YC Root AccessCEO of Framer: Why Designers Should Become Founders
At a glance
WHAT IT’S REALLY ABOUT
Framer’s CEO on pivoting from prototypes to publishable websites
- Framer began as a prototyping tool born from the founders’ rapid experiments after leaving Facebook, gaining early adoption inside top tech companies but later plateauing around $4–5M ARR.
- The team realized their core bet—prototyping would replace other design workflows—was early and limited by how optional prototyping remained for many designers.
- A hard pivot followed a year of denial and a painful downsizing, leveraging existing tech (canvas, multiplayer, version history) to solve a bigger problem: eliminating “rebuilding” by letting designers publish real websites from a design canvas.
- The new Framer launched in ~9–10 months, hit $1M ARR within the first 7–8 months, and expanded into team use cases via CMS, becoming a default choice for many startups (including a large share of YC companies).

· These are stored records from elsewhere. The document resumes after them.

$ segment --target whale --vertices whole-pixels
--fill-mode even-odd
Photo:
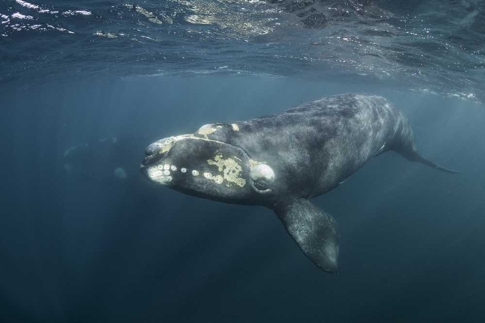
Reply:
[[[381,96],[346,93],[283,112],[202,126],[149,145],[140,164],[150,181],[189,195],[271,209],[301,251],[339,271],[333,217],[310,200],[392,151],[450,173],[420,155],[402,111]]]

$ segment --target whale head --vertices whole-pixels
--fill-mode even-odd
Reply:
[[[150,181],[190,195],[227,203],[265,205],[275,176],[271,166],[251,159],[240,148],[194,134],[150,144],[140,165]],[[202,135],[201,136],[200,134]]]

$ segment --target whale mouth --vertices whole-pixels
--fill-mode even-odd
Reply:
[[[251,187],[249,158],[230,143],[182,135],[152,143],[145,155],[140,170],[156,184],[208,196],[242,196]]]

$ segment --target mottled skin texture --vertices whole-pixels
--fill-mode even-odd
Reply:
[[[271,116],[208,125],[185,136],[191,137],[163,146],[158,153],[162,145],[156,142],[149,146],[142,172],[155,183],[189,195],[273,209],[305,255],[329,272],[338,269],[336,223],[309,199],[338,186],[367,161],[390,150],[454,172],[419,155],[407,119],[376,95],[323,98]],[[168,164],[200,174],[224,175],[207,163],[215,155],[236,161],[238,176],[245,184],[217,184],[188,172],[171,173],[170,180],[152,174],[157,165]],[[255,165],[269,166],[274,178],[255,179],[261,172]]]

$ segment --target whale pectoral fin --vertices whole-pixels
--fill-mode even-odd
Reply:
[[[275,209],[305,256],[322,270],[339,271],[339,232],[337,222],[306,199]]]

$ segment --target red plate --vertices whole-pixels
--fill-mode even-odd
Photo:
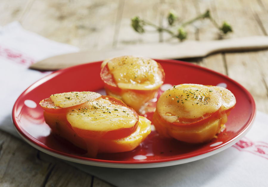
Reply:
[[[84,151],[51,134],[39,103],[52,94],[63,92],[100,91],[105,94],[99,75],[101,62],[55,71],[29,87],[14,105],[12,117],[15,127],[29,144],[53,156],[89,165],[130,168],[167,166],[203,158],[231,146],[249,130],[255,116],[256,107],[252,96],[242,86],[225,75],[190,63],[172,60],[156,61],[166,73],[165,84],[219,84],[225,86],[234,94],[236,104],[228,117],[226,129],[218,138],[205,144],[192,145],[174,140],[161,139],[153,131],[132,151],[102,154],[98,159],[84,157]]]

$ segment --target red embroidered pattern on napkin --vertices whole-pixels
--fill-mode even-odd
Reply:
[[[0,46],[0,56],[27,66],[29,66],[35,62],[34,60],[32,58],[21,52],[1,46]]]
[[[253,142],[244,137],[233,146],[239,151],[247,151],[268,159],[268,144]]]

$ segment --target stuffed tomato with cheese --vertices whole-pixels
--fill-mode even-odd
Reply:
[[[160,96],[152,122],[162,137],[202,143],[216,137],[224,130],[236,103],[233,94],[222,87],[174,85]]]
[[[161,66],[152,59],[124,56],[104,61],[101,77],[107,95],[139,112],[142,106],[155,97],[165,74]]]
[[[52,132],[90,157],[133,150],[151,132],[149,120],[110,96],[72,92],[52,95],[40,104]]]

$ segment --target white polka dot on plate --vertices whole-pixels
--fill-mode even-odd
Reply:
[[[170,84],[165,84],[161,86],[160,89],[161,89],[161,90],[162,91],[165,91],[166,90],[167,90],[171,88],[172,87],[172,85]]]
[[[135,160],[144,160],[147,158],[147,157],[145,155],[136,155],[136,156],[133,157],[133,158],[134,158]]]
[[[217,142],[214,143],[213,144],[211,144],[210,146],[209,146],[210,147],[214,147],[215,146],[216,146],[217,145],[220,145],[222,143],[222,141],[218,141]]]
[[[24,104],[29,108],[35,108],[37,106],[37,105],[36,105],[35,102],[29,99],[27,99],[24,101]]]
[[[223,87],[223,88],[227,88],[227,84],[226,83],[225,83],[224,82],[221,82],[217,85],[217,86]]]

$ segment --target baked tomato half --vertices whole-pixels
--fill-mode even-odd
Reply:
[[[139,113],[142,106],[156,97],[165,79],[159,63],[132,56],[104,61],[100,76],[107,95],[121,100]]]
[[[235,103],[233,94],[222,87],[174,86],[159,98],[153,122],[162,137],[202,143],[216,137],[224,129]]]
[[[87,150],[88,156],[133,150],[150,132],[151,122],[121,100],[87,92],[91,96],[80,92],[52,95],[54,100],[44,99],[40,105],[52,132]]]
[[[55,113],[63,113],[68,109],[94,100],[101,95],[90,91],[71,92],[53,94],[41,101],[39,104],[44,111]]]

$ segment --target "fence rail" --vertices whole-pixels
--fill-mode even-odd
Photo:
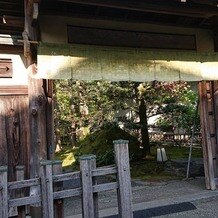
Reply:
[[[11,208],[19,217],[25,217],[25,206],[41,205],[43,218],[62,218],[63,199],[81,196],[84,218],[99,217],[98,193],[117,190],[119,215],[121,218],[132,218],[131,179],[129,169],[128,141],[114,141],[116,165],[96,168],[96,157],[80,157],[80,171],[62,173],[60,161],[42,161],[40,177],[24,180],[24,167],[17,167],[17,180],[7,181],[7,167],[0,167],[0,218],[7,218]],[[116,182],[97,183],[98,176],[115,174]],[[80,180],[81,185],[63,190],[63,182]],[[32,188],[38,188],[40,194],[31,195]],[[13,196],[10,192],[15,192]],[[28,193],[28,194],[26,194]]]

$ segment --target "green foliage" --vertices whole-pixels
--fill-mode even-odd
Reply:
[[[160,129],[173,131],[183,128],[190,133],[197,99],[197,93],[186,82],[61,80],[55,82],[55,90],[56,129],[66,144],[70,144],[72,132],[76,133],[79,142],[107,122],[121,123],[125,131],[140,141],[140,133],[148,129],[145,120],[139,119],[146,119],[146,116],[139,116],[142,101],[147,117],[161,115],[157,123]],[[199,118],[196,123],[199,127]],[[144,144],[149,145],[149,141]],[[109,159],[108,156],[110,152],[104,158]]]
[[[129,154],[131,159],[142,157],[143,153],[139,148],[139,141],[120,129],[117,125],[107,124],[102,126],[101,130],[88,135],[79,143],[76,150],[76,158],[84,154],[95,154],[99,165],[114,163],[113,141],[125,139],[129,141]]]

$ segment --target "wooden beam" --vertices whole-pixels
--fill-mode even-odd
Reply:
[[[77,3],[82,5],[93,5],[108,8],[118,8],[131,11],[152,12],[161,14],[172,14],[189,17],[212,17],[218,15],[217,7],[198,4],[157,4],[144,2],[128,2],[117,0],[57,0],[61,2]]]
[[[23,46],[0,44],[0,51],[5,54],[22,54]]]
[[[4,26],[24,28],[24,17],[3,15],[0,16],[0,20],[2,21],[1,24],[3,24]]]
[[[0,86],[0,96],[2,95],[27,95],[27,86]]]

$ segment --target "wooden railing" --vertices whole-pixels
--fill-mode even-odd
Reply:
[[[24,180],[24,167],[17,167],[17,180],[7,181],[7,167],[0,167],[0,218],[9,217],[11,208],[16,208],[19,217],[25,217],[27,205],[42,207],[43,218],[63,217],[63,199],[81,196],[84,218],[99,217],[98,193],[117,189],[119,215],[132,218],[131,179],[128,141],[114,141],[116,165],[96,168],[95,155],[80,157],[80,171],[62,173],[61,161],[42,161],[40,177]],[[116,174],[115,182],[97,183],[98,176]],[[63,182],[81,180],[80,187],[63,189]],[[38,194],[31,195],[31,189]],[[13,197],[9,194],[15,192]],[[25,193],[28,193],[25,195]],[[35,192],[37,193],[37,192]]]

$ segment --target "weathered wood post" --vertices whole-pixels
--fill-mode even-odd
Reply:
[[[83,218],[95,218],[92,166],[96,160],[95,155],[83,155],[80,158],[80,171],[82,179],[82,214]]]
[[[54,218],[53,207],[53,184],[52,184],[52,161],[40,162],[42,217]]]
[[[8,217],[8,168],[0,166],[0,218]]]
[[[16,166],[16,179],[17,181],[24,180],[24,166]],[[24,197],[23,190],[17,190],[16,196],[18,198]],[[26,217],[26,207],[20,206],[17,207],[18,218],[25,218]]]
[[[96,158],[91,159],[91,167],[92,170],[96,169]],[[97,178],[92,177],[92,184],[97,185]],[[94,201],[94,215],[95,218],[99,217],[99,210],[98,210],[98,193],[93,193],[93,201]]]
[[[54,160],[52,161],[52,164],[53,164],[53,175],[62,174],[62,161]],[[63,189],[63,182],[57,182],[54,186],[54,191],[61,191],[62,189]],[[54,201],[54,217],[55,218],[64,217],[62,199],[58,199]]]
[[[128,142],[127,140],[113,141],[118,169],[118,209],[121,218],[133,218]]]

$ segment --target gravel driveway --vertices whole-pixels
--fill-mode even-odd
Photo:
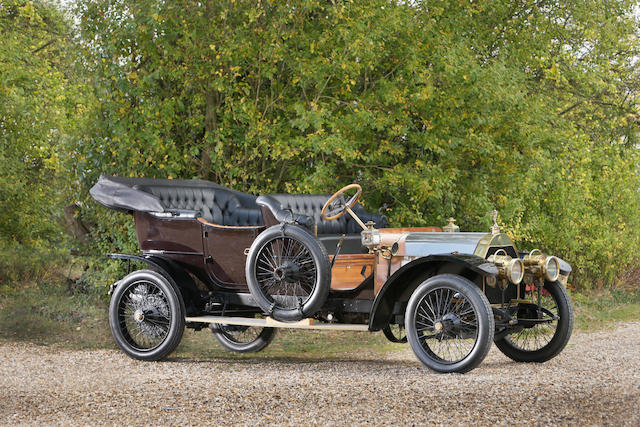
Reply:
[[[465,375],[431,373],[408,348],[376,357],[143,363],[5,341],[0,423],[640,425],[640,323],[576,333],[541,365],[494,348]]]

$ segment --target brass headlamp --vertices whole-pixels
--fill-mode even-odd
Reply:
[[[536,253],[537,252],[537,253]],[[522,259],[527,272],[535,277],[544,277],[550,282],[555,282],[560,276],[560,262],[558,258],[545,255],[539,249],[534,249]]]
[[[524,277],[524,265],[520,258],[511,258],[504,249],[498,250],[487,258],[498,267],[498,277],[506,279],[514,285],[522,282]]]

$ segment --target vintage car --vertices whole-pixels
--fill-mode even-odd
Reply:
[[[111,286],[111,330],[142,360],[167,357],[184,328],[209,326],[225,348],[256,352],[276,328],[383,331],[436,372],[467,372],[491,343],[518,362],[559,354],[573,328],[571,267],[519,252],[500,231],[387,228],[332,196],[259,197],[203,180],[102,176],[101,204],[133,214],[147,269]],[[350,193],[351,196],[347,196]]]

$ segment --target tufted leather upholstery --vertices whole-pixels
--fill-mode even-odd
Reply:
[[[214,224],[235,226],[264,224],[262,213],[256,203],[256,196],[214,186],[213,183],[205,186],[198,183],[176,185],[176,183],[163,184],[149,181],[149,183],[134,185],[133,188],[153,194],[160,199],[165,209],[197,211],[202,218]],[[270,194],[267,198],[274,200],[281,209],[290,209],[300,218],[311,217],[318,224],[318,234],[360,234],[360,226],[348,214],[333,221],[325,221],[320,217],[322,206],[329,199],[329,195]],[[273,208],[271,209],[273,211]],[[384,227],[387,224],[386,217],[368,213],[359,203],[354,206],[353,211],[362,221],[374,221],[377,227]],[[310,228],[312,224],[313,222],[309,222]]]
[[[202,218],[214,224],[262,225],[255,197],[248,194],[201,186],[137,185],[134,188],[158,197],[166,209],[198,211]]]
[[[362,228],[349,214],[332,221],[322,219],[322,206],[329,199],[328,194],[270,194],[271,198],[280,202],[282,209],[291,209],[294,214],[308,215],[318,225],[318,234],[360,234]],[[360,203],[356,203],[353,211],[363,222],[369,220],[376,223],[378,228],[385,227],[387,218],[383,215],[370,214]]]

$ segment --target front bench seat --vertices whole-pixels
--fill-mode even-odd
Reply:
[[[310,227],[307,225],[309,228],[317,225],[318,235],[357,234],[359,236],[362,229],[349,214],[331,221],[322,219],[322,207],[329,200],[329,197],[328,194],[269,194],[259,196],[256,203],[268,208],[280,222],[291,220],[291,213],[293,213],[296,222],[300,220],[305,225],[310,224]],[[387,225],[387,218],[384,215],[371,214],[365,211],[359,203],[356,203],[353,211],[365,223],[373,221],[379,228]],[[311,221],[304,219],[304,217],[310,218]]]

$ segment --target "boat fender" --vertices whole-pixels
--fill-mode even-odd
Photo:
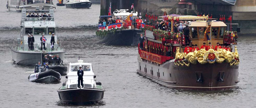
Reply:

- Van Dijk argues AI lowers the floor for creation but doesn’t automatically raise quality; designers who pair AI speed with strong brand/polish and constant user feedback will outperform.
IDEAS WORTH REMEMBERING
5 ideasDesign founders must unlearn aesthetics-first instincts to find PMF.
Van Dijk started from visual ambition (making things look great) and had to retrain toward problem definition and user outcomes, because polish alone doesn’t create adoption or growth.
A product can have real users and revenue yet still lack scalable PMF.
Framer Studio reached ~$4–5M ARR with impressive logos, but the next growth step failed because many teams considered prototyping optional and wouldn’t expand usage broadly.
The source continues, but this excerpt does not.